His argument is that there is such a thing as progress, which began with the Enlightenment (the British rather than the romantic Continental variant), and that humans are rather special. The engine of progress is not empiricism, nor accurate prediction, but rather the ability to conjecture and see whether conjectures are consistent with what else we’ve learnt about reality, rejecting them if not. The scientific method consists not in careful observation followed by theorising, but the creative development of theories or hypotheses which then have to be confronted with observations, with robust mechanisms of rejection. So all this is somewhat contrarian, even I know, but it also seems pretty persuasive. Even the parts about how unlikely and therefore central to progress humans are in the universe.

Ah yes, the universe. One of the most gripping sections of the book is its explanation of quantum mechanics. I’ve never pretended to understand at all what this implies about the nature of reality. I still don’t, but Deutsch does nevertheless give one of the clearest explanations I’ve come across. To which the only reaction is awe at the sheer weirdness of the multiverse and therefore everyday life. I don’t think being on an overnight flight had much to do with my reaction. This is seriously weird.

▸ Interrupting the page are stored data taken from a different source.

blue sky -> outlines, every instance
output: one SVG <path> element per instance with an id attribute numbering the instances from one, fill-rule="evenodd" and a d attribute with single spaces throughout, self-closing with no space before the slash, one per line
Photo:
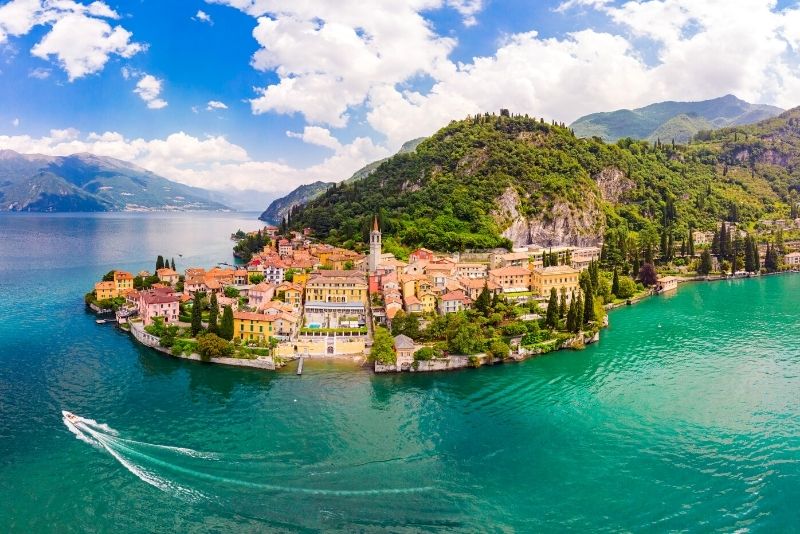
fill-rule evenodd
<path id="1" fill-rule="evenodd" d="M 262 202 L 499 107 L 570 122 L 726 93 L 794 106 L 798 13 L 763 0 L 5 0 L 0 148 L 93 151 Z"/>

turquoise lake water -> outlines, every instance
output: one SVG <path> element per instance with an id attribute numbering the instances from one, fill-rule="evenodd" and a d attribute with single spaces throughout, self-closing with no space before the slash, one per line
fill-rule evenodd
<path id="1" fill-rule="evenodd" d="M 0 215 L 0 531 L 800 530 L 800 276 L 682 285 L 584 351 L 427 375 L 176 361 L 84 312 L 112 267 L 231 261 L 239 227 Z"/>

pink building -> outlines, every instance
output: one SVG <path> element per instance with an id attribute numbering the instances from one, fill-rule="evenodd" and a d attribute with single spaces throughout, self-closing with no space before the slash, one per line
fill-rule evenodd
<path id="1" fill-rule="evenodd" d="M 153 323 L 156 317 L 163 317 L 165 323 L 178 322 L 180 298 L 172 290 L 152 289 L 139 292 L 139 317 L 145 326 Z"/>
<path id="2" fill-rule="evenodd" d="M 250 288 L 247 293 L 248 305 L 253 308 L 265 304 L 273 299 L 275 296 L 275 285 L 261 282 Z"/>

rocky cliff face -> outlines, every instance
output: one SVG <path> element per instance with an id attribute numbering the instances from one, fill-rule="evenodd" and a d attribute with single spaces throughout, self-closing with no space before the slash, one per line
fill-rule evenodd
<path id="1" fill-rule="evenodd" d="M 616 167 L 603 169 L 594 177 L 600 189 L 600 197 L 606 202 L 616 204 L 624 199 L 625 194 L 636 188 L 636 183 L 625 177 L 625 173 Z"/>
<path id="2" fill-rule="evenodd" d="M 497 199 L 495 220 L 515 247 L 529 244 L 540 246 L 597 246 L 602 243 L 604 218 L 599 199 L 586 199 L 586 206 L 578 208 L 565 201 L 553 203 L 551 209 L 525 216 L 520 213 L 519 193 L 508 187 Z"/>

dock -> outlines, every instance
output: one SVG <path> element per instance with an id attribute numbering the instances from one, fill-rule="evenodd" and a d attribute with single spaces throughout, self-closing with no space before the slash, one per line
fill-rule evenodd
<path id="1" fill-rule="evenodd" d="M 297 374 L 303 374 L 303 356 L 300 356 L 300 362 L 297 364 Z"/>

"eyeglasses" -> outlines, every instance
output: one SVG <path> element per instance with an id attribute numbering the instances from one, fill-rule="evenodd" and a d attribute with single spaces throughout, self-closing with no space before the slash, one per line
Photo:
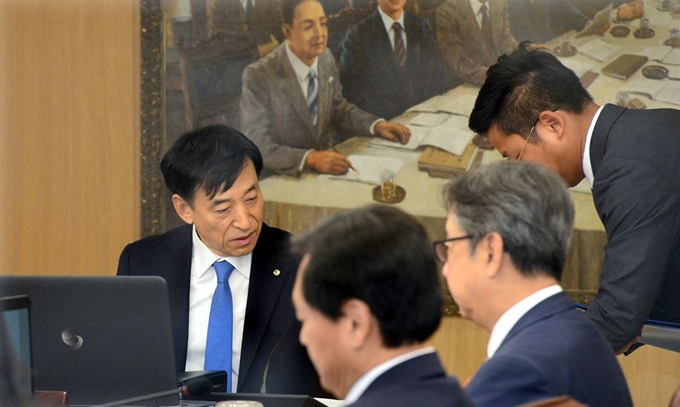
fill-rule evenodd
<path id="1" fill-rule="evenodd" d="M 442 239 L 432 242 L 432 248 L 434 249 L 434 255 L 437 260 L 442 263 L 446 263 L 446 258 L 449 255 L 449 247 L 446 245 L 447 242 L 455 242 L 456 240 L 472 239 L 472 235 L 465 235 L 460 237 L 452 237 L 449 239 Z"/>
<path id="2" fill-rule="evenodd" d="M 527 144 L 529 144 L 529 139 L 531 138 L 531 135 L 534 134 L 534 130 L 536 129 L 537 124 L 538 124 L 538 120 L 536 120 L 536 123 L 534 123 L 534 125 L 531 126 L 531 130 L 529 130 L 529 135 L 527 136 L 527 139 L 524 141 L 524 147 L 522 147 L 522 151 L 520 151 L 519 155 L 517 156 L 517 161 L 522 159 L 522 154 L 524 154 L 524 149 L 527 148 Z"/>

It is all very enjoyable, including wonderful factoids and expressive comparisons along the way. That Oxfordshire is really a bleak deathtrap without so many human innovations to sustain life. That it is easy to confuse mathematical abstractions with physical facts (eg that the angles of a triange add to 180 degrees – only in maths, not on the ground). (By the way, economics is riddled with this kind of error; I give you ‘capital’ or ‘goods’.) That an American born today has more chance of being killed by an asteroid than of dying in a plane crash.

The one section I didn’t much appreciate tries to explain social choice theory. Even given that I know a lot more about this than about quantum physics, and other readers will know more about other subjects covered here, from evolutionary biology to astrophysics to philosophy, this is not a criticism – this is the inevitable downside of inter-disciplinarity. But we need more of this.

After I read the book (first published in 2011), I looked at some reviews. Most reviewers enjoyed it too, even though, as the New York Times review pointed out, “The chutzpah of this guy is beyond belief.” But concludes, “He is exactly who he is, and he is well worth getting to know, and we are very lucky indeed to have him.” So I wasn’t deranged by aircraft fumes; this is a book worth reading.